For activist investors, the quick route to big profits is often plotted through demands to break up a company. The idea is simple: The parts would be worth more alone than together.
HSBC Holdings Plc is facing such a call right now from its biggest shareholder, Chinese insurer Ping An Insurance Group of China Ltd. The pitch is that its Asian businesses would attract a higher valuation from investors if split from the boring old UK and European bits.
But another recent UK-Asia breakup story shows it’s not so easy. In 2019, Prudential Plc was a London-based global life insurance group with a high-growth, supposedly underappreciated Hong Kong-based Asia business, a US variable annuity arm and a 171-year-old British base.
Prudential — no relation to Prudential Financial Inc of the US — first spun off the UK arm in October 2019, which was renamed for its asset-management brand, M&G Plc. Two years later, after pressure from Dan Loeb’s Third Point LLC, it listed the US business, Jackson Financial Inc.
The combined stock market value of the two London-listed and one US-listed businesses today is almost 11% less than Prudential was the day before the M&G split, in dollar terms — and that includes $3 billion of equity Prudential raised late last year. Plus, Prudential was already down heavily since early 2018 when the first split took place in 2019.
But what’s probably worse for investors is that shares of today’s Prudential — which is focused on Asian and African markets where life insurance is a growth industry — are valued in line with the shares of the mature, slower growth M&G. Both stocks trade at less than 11 times forecast earnings per share for the 12 months ahead, according to Bloomberg data.
Prudential was meant to rapidly climb towards the valuation of its close Asian rival AIA Group, but the Hong Kong-listed company remains a long way ahead, at more than 15 times forecast earnings.

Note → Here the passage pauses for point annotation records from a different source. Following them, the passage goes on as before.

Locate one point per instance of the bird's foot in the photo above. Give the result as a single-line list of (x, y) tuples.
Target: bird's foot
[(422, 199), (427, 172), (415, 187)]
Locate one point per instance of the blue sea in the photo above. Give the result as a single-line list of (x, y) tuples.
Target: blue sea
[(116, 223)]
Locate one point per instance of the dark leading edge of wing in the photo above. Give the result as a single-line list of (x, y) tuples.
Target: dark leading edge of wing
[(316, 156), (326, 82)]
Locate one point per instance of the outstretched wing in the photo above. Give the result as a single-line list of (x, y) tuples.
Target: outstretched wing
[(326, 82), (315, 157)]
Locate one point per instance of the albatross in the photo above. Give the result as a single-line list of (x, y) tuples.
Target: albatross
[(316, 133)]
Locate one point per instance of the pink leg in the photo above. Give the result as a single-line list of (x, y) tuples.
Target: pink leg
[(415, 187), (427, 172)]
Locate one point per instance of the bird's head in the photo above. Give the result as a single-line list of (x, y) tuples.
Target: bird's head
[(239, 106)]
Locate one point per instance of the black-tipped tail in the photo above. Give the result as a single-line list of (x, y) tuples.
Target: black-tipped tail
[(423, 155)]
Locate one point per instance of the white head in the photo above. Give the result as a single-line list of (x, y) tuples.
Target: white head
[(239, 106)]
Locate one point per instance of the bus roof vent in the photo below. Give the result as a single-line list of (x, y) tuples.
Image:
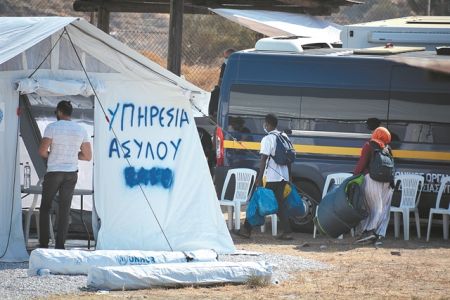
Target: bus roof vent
[(293, 44), (282, 44)]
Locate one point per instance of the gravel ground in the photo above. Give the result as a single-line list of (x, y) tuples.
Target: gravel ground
[(283, 265), (16, 284)]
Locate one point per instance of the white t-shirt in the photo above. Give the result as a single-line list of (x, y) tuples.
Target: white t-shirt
[(274, 172), (67, 137)]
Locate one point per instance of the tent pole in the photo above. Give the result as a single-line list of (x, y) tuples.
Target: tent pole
[(175, 36)]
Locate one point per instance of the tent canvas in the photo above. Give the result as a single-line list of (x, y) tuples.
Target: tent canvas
[(152, 186)]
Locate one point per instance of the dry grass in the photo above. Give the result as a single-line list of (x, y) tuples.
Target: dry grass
[(203, 76), (420, 271)]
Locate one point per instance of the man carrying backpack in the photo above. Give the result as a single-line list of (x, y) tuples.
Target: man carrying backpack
[(377, 163), (277, 154)]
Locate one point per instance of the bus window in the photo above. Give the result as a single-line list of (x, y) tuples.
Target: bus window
[(341, 110), (259, 100), (419, 117), (250, 103)]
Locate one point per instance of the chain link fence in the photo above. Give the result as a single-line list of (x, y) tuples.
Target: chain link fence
[(206, 36)]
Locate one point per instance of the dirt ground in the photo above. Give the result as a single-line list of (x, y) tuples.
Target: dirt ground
[(397, 269)]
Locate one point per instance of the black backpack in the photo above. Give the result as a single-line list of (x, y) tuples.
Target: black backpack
[(284, 151), (381, 167)]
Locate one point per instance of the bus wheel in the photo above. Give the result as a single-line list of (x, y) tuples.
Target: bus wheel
[(311, 195)]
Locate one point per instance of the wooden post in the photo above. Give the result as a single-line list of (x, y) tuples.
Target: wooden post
[(175, 36), (103, 19)]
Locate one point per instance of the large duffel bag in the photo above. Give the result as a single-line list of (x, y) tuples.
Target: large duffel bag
[(343, 208)]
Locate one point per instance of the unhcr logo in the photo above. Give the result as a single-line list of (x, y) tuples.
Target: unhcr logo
[(134, 260)]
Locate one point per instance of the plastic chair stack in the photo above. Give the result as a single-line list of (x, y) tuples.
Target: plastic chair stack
[(445, 212), (332, 180), (245, 179), (411, 187)]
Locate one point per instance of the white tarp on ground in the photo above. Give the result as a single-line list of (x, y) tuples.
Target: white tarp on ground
[(173, 275), (163, 148), (274, 23), (72, 262)]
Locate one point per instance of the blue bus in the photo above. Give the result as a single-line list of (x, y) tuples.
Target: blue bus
[(323, 98)]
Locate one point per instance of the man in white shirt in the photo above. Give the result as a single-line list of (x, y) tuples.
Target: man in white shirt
[(63, 144), (277, 176)]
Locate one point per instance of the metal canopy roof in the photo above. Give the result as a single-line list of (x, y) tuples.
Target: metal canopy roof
[(312, 7)]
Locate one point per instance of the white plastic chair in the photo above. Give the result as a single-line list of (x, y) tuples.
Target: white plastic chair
[(411, 187), (445, 212), (336, 179), (32, 211), (245, 179)]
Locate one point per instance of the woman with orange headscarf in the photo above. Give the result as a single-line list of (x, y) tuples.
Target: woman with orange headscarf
[(378, 194)]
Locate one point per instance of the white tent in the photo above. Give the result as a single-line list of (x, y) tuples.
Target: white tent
[(152, 186), (276, 23)]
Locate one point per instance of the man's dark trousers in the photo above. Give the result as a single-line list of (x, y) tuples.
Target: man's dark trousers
[(54, 182), (278, 189)]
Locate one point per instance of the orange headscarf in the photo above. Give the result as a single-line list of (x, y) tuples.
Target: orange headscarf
[(381, 136)]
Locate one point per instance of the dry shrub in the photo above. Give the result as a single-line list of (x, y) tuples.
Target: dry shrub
[(155, 58), (203, 76), (255, 282)]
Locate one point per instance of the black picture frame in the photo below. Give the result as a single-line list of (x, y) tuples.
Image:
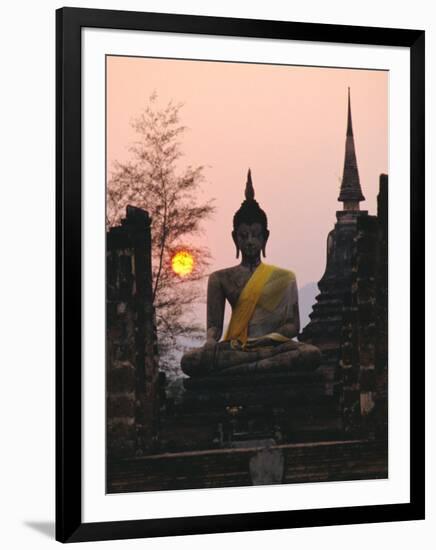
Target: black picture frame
[(69, 22)]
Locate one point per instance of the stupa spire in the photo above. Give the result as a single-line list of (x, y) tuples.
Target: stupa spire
[(351, 193), (249, 189)]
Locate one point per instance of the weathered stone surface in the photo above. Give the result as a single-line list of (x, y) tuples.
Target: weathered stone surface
[(303, 463), (132, 370), (267, 467)]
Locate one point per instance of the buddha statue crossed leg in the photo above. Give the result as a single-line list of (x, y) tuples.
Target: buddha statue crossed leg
[(264, 301)]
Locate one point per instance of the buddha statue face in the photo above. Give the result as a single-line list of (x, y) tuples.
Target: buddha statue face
[(250, 227), (250, 239)]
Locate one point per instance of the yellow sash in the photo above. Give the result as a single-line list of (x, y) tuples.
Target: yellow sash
[(246, 304)]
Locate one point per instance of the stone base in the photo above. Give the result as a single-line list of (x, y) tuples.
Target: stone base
[(219, 411)]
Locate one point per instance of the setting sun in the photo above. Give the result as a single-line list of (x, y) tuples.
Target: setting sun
[(182, 263)]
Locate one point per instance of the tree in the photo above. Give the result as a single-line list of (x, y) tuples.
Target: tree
[(154, 180)]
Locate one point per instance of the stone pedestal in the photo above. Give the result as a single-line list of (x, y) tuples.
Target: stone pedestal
[(231, 411)]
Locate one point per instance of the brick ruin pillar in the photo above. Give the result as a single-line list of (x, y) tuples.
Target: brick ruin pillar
[(365, 323), (132, 377)]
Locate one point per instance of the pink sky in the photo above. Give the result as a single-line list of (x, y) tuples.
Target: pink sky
[(286, 123)]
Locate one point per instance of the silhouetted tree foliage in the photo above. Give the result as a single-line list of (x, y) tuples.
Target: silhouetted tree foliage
[(154, 180)]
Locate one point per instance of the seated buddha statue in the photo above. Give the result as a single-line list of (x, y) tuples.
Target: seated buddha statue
[(264, 301)]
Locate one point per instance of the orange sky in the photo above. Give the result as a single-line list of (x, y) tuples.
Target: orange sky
[(286, 123)]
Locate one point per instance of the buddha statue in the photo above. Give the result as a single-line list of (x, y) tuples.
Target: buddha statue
[(264, 301)]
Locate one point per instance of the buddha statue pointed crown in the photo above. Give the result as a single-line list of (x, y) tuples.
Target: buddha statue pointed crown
[(250, 212)]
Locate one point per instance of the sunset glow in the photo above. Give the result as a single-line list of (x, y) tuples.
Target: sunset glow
[(182, 263)]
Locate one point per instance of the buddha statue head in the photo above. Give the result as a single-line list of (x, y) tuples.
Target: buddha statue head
[(250, 227)]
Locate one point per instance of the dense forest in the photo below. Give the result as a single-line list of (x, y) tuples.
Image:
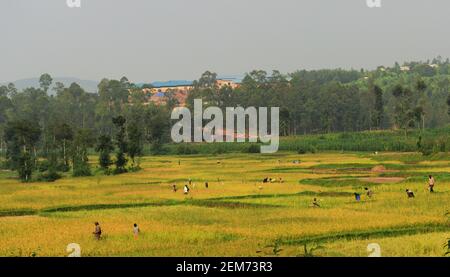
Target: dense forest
[(53, 131)]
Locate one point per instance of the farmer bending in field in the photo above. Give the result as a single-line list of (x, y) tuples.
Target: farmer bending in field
[(369, 192), (97, 231), (315, 203), (410, 193), (136, 231), (431, 183)]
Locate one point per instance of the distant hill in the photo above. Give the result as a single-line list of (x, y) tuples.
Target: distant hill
[(87, 85)]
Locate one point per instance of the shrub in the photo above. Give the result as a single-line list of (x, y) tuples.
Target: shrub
[(49, 176)]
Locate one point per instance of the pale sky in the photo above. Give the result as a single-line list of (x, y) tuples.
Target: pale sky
[(150, 40)]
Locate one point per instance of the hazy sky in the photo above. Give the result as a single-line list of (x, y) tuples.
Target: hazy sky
[(149, 40)]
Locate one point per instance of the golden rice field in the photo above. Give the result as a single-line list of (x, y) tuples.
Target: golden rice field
[(238, 215)]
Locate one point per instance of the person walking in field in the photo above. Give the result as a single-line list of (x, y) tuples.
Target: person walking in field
[(369, 192), (136, 231), (315, 203), (410, 193), (431, 182), (97, 231)]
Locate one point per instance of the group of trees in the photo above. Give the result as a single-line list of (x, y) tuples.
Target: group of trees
[(50, 132), (53, 128), (326, 101)]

Jackson, meanwhile, is now a relatively small company highly concentrated in a complex annuity product that investors see as risky and whose fortunes are tightly linked to equity markets. It trades at less than two times forecast earnings.
Prudential’s split might still add value in the longer term: Analysts at Citigroup Inc and Bank of America Corp, among others, still expect the insurer’s valuation to approach AIA’s eventually. Several things have gone wrong and there are lessons here for activists in general and Ping An’s drive to break up HSBC in particular.